On Sat, May 31, 2008 at 3:33 PM, Jason Grout
<[EMAIL PROTECTED]> wrote:
>
> Henryk Trappmann wrote:
>> On May 31, 10:55 pm, Carl Witty <[EMAIL PROTECTED]> wrote:
>>> Actually, there's no homomorphism either way;
>>> RR(R2(2)+R2(3)) != RR(R2(2)) + RR(R2(3))
>>
>> Hm, thats an argument. I somehow thought that it is closer to a
>> homomorphism but perhaps this reasoning has no base.
>>
>>> IMHO, giving a+b the precision of the less-precise operand is better
>>> than using the more-precise operand, because the latter has too much
>>> chance of confusing people who don't understand floating point.  For
>>> instance, if 1.3+RealField(500)(pi) gave a 500-bit number, I'll bet a
>>> lot of people would assume that this number matched 13/10+pi to almost
>>> 500 bits.
>>
>> Hm, yes, but this binary decimal conversion is another topic, I mean
>> nobody would assume that 0.3333333 coerced to 500 *decimal* digits
>> matches 1/3 to 500 digits? I anyway wondered why one can not specify a
>> base in RealField, or did I merely overlook the opportunity?
>>
>>> Of course, maybe there are other choices that are better than either
>>> of these.  We could throw away RealField and always use
>>> RealIntervalField instead; but that's slower, has less special
>>> functions implemented, and has counterintuitive semantics for
>>> comparisons.  We could do pseudo-interval arithmetic, and say that
>>> 1e6+R2(3) should be a 20-bit number, because we know about 20 bits of
>>> the answer; but to be consistent, we should do similar psuedo-interval
>>> arithmetic even if both operands are the same precision,
>>
>> At least RR would then be a ring ;)
>>
>>> and then RR
>>> becomes less useful for people who do understand how floating point
>>> works and want to take advantage of it.
>>
>> Ya, I dont want to change floating point, it just seems somewhat
>> arbitrary to me to coerce down precision, while coercing up precision
>> with integers.
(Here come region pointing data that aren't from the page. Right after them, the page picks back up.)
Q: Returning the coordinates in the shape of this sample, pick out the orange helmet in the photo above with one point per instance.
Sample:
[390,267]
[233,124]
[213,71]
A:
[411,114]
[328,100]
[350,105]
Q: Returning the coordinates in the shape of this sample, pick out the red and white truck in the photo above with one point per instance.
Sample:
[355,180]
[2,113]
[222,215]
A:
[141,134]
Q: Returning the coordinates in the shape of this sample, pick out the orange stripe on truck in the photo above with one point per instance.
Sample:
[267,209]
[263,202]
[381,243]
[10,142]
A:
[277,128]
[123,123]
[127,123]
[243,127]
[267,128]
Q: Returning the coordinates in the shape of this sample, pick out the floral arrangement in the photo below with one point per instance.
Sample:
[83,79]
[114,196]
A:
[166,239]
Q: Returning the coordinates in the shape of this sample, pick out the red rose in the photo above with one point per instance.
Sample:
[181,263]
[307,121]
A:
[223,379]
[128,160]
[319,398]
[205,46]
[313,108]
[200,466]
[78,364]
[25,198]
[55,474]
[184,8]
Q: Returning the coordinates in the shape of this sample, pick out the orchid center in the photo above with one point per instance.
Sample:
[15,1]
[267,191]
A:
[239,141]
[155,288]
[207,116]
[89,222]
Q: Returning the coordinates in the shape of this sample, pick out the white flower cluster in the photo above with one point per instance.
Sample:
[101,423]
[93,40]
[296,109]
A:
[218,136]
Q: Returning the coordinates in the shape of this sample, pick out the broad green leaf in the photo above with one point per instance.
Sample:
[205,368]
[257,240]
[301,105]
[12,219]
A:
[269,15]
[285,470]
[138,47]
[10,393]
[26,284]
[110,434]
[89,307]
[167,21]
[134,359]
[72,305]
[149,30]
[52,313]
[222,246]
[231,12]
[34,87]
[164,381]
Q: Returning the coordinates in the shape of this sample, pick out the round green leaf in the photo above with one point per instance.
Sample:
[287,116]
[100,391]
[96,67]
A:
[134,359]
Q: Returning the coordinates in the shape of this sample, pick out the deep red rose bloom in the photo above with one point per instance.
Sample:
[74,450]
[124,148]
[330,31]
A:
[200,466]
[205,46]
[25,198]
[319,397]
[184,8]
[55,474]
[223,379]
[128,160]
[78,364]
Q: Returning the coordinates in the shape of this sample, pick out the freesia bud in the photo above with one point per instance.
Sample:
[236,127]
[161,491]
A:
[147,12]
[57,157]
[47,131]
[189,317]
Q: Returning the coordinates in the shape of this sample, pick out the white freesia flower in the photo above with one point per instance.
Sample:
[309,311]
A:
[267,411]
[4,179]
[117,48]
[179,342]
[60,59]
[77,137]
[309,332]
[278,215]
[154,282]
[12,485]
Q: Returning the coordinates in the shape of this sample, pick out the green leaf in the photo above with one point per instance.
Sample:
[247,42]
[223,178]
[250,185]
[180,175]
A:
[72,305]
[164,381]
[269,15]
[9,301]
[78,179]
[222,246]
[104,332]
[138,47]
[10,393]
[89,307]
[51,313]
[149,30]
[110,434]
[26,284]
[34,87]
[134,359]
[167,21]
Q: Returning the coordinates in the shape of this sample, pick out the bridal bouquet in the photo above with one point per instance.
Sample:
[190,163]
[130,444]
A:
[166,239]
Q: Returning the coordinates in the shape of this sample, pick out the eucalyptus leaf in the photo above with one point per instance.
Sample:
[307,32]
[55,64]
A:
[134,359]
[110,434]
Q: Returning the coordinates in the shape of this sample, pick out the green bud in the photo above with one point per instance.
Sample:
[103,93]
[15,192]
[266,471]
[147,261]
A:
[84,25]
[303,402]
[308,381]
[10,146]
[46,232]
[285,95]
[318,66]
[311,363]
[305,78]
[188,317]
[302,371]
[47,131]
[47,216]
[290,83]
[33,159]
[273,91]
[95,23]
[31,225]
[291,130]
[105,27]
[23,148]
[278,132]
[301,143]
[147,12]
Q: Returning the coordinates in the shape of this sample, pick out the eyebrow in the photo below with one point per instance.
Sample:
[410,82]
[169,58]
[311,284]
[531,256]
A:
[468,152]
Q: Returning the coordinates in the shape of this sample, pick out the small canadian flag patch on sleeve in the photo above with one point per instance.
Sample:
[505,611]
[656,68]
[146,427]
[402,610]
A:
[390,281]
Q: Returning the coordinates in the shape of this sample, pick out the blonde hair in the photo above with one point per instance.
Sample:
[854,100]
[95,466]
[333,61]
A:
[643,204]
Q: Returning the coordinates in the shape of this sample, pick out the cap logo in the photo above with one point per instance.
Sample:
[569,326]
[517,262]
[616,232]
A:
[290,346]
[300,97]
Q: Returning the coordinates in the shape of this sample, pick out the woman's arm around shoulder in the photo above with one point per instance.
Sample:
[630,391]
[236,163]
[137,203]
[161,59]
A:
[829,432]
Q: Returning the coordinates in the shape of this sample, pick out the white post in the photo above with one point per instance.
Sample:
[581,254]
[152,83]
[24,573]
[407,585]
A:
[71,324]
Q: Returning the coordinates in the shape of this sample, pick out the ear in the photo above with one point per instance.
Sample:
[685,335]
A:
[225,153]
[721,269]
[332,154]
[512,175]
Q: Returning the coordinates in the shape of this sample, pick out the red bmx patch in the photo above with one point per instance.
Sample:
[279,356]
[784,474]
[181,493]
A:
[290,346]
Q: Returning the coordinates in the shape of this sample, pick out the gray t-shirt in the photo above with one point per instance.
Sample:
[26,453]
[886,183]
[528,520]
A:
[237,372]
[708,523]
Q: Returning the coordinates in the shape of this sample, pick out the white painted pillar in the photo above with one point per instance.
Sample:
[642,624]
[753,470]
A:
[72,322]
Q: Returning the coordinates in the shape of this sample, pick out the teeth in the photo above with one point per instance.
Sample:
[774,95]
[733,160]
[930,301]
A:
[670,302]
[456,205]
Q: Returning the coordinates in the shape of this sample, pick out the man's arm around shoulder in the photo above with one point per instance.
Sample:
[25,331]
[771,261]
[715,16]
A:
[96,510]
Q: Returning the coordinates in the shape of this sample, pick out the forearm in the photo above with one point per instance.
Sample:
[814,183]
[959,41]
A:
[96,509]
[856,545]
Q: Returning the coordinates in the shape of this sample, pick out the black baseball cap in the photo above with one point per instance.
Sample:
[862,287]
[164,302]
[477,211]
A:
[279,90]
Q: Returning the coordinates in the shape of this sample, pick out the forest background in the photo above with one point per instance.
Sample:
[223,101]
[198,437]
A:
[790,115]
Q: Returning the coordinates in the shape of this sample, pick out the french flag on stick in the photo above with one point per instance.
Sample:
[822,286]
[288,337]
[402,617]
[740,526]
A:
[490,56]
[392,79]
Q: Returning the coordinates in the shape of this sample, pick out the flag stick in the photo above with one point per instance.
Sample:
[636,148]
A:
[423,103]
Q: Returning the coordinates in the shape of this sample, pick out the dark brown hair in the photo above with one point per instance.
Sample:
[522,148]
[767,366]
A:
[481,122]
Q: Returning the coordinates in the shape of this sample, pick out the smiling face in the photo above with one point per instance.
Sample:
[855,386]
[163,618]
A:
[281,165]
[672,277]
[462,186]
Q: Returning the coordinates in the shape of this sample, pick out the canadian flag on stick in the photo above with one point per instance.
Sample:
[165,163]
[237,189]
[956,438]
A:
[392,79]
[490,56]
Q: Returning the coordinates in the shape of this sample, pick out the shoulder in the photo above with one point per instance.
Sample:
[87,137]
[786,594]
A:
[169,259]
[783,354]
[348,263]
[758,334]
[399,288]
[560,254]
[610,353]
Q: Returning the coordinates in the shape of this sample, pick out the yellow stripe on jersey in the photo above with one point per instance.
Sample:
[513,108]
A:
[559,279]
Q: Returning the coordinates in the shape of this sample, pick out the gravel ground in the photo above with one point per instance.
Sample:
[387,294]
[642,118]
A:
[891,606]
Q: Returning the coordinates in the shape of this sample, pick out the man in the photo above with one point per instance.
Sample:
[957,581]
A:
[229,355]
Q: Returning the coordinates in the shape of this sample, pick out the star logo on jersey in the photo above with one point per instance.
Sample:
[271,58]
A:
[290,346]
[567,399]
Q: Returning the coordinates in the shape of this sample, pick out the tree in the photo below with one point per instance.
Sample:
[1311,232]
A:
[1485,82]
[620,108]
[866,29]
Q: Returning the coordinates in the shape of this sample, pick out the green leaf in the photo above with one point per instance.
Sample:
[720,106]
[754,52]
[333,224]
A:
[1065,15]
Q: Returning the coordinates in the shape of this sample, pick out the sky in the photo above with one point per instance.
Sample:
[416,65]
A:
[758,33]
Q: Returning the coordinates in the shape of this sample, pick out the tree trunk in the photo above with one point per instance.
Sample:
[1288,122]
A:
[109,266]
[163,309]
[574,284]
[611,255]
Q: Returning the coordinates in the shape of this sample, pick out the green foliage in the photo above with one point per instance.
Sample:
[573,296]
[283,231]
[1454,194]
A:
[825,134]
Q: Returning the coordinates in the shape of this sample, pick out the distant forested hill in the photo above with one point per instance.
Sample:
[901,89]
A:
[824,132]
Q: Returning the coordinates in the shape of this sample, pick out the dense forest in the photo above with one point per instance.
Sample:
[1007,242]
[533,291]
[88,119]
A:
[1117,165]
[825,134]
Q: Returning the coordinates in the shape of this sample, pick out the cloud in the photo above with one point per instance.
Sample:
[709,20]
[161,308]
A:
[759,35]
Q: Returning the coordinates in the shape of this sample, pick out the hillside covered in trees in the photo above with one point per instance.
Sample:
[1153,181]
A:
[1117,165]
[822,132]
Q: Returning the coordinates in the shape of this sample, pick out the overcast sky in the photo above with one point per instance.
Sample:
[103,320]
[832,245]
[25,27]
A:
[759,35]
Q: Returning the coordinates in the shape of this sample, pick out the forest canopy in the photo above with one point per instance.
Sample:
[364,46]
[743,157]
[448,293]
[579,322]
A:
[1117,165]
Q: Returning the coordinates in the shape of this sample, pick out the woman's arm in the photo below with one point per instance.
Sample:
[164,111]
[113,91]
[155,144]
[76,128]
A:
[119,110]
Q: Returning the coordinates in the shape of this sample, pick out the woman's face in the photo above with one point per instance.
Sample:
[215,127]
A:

Of course if you consider integer with precision
>> infinity (as indeed there are no rounding errors and it is an exact
>> ring) then this makes sense again.
>>
>> But if so then I want to have something like SymbolicNumber which is
>> the subset of SymbolicRing that does not contain variables. And that
>> this SymbolicNumber is coerced automatically down when used with
>> RealField.
>
> I hope this is not superfluous, but there is a SymbolicConstant class,
> which seems to be automatically used when dealing with numbers and not
> variables:
>
> sage: type(SR(3))
> <class 'sage.calculus.calculus.SymbolicConstant'>
> sage: type(1.0*SR(3))
> <class 'sage.calculus.calculus.SymbolicConstant'>

The parent of SymbolicConstant is SymbolicRing.  The parent
is what matters for coercion.

sage: parent(SR(3))
Symbolic Ring

It would be conceivable that we could have a SymbolicConstant
ring that is a subring of the full SymbolicRing.    I haven't thought
through at all how this would work, but it might address the
OP's confusion.    Note that it would problematic in Sage, since
e.g., if x = var('x'), then x + 1 - x is the symbolic 1, so we have
that the sum of two elements of SR would be in SC, i.e., rings
wouldn't be closed under addition.   This would take a lot of care
to actually do.  I'm not saying any of this should be done.